In January 2020, Shinzo Abe Cabinet made a decision of changing interpretation of law to extend the limit of retirement of prosecutors, which had been set at 63 years old, except the prosecutor general. By that change of interpretation, tenure of the head of Tokyo High Public Prosecutors Office, Hiromu Kurokawa, was extended for six months. Kurokawa would have been retiring the office on his 63rd birthday in February.
Because then prosecutor general was supposed to retire in August, the extension of tenure would pave the way for Kurokawa to succeed the prosecutor general without retiring the office. Kurokawa was known as an officer in the office very close to some leaders of Abe administration, the opposition party questioned that cabinet decision in the Diet discussion, doubting that Abe arbitrarily extended Kurokawa’s tenure to appoint him to the prosecutor general.

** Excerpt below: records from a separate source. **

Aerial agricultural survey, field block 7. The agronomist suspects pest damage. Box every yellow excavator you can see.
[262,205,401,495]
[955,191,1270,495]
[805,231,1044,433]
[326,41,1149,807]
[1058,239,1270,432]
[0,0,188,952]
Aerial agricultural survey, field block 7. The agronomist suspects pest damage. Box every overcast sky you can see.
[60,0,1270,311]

Professor Hiroshi Kamiwaki of Kobe Gakuin University, who is known as discovering the failure of reporting political funds of lawmakers that led to current slush fund scandal in the Liberal Democratic Party, requested Ministry of Justice to disclose the documents related to extension of Kurokawa’s tenure, and filed a lawsuit to turn down the decision of the ministry not to disclose them.
The Chief Judge of Osaka District Court, Atsushi Tokuchi, dismissed the argument of the ministry that the extension of tenure had not been an arbitral decision to let Kurokawa stay. “It is difficult to find that there was a change in social or economic condition for changing interpretation of law, and no request for change to improve crime investigation could be found,” said Tokuchi.
Although Kurokawa’s tenure was extended, he resigned as the head of the office, before setting at the post of the prosecutor general, when his private mahjong playing betting money with journalists was reported in a magazine. However, changing rule in prosecutors office was regarded as explicit intervention by politicians.
To pass the bills for changing interpretation of Article 9 of the Constitution of Japan, which had been recognized that the constitution would not tolerate the government of Japan exercising collective self-defense right, Abe replaced the Director-General of Cabinet Legislation Bureau to a person who would preferably act for the administration.
The cabinet decision on Kurokawa was made in a form of accepting request from the ministry. When the document is disclosed, it will reveal how the bureaucrats discussed and drew a conclusion which would be preferrable to the administration. This issue is related to independence of law enforcement in Japan.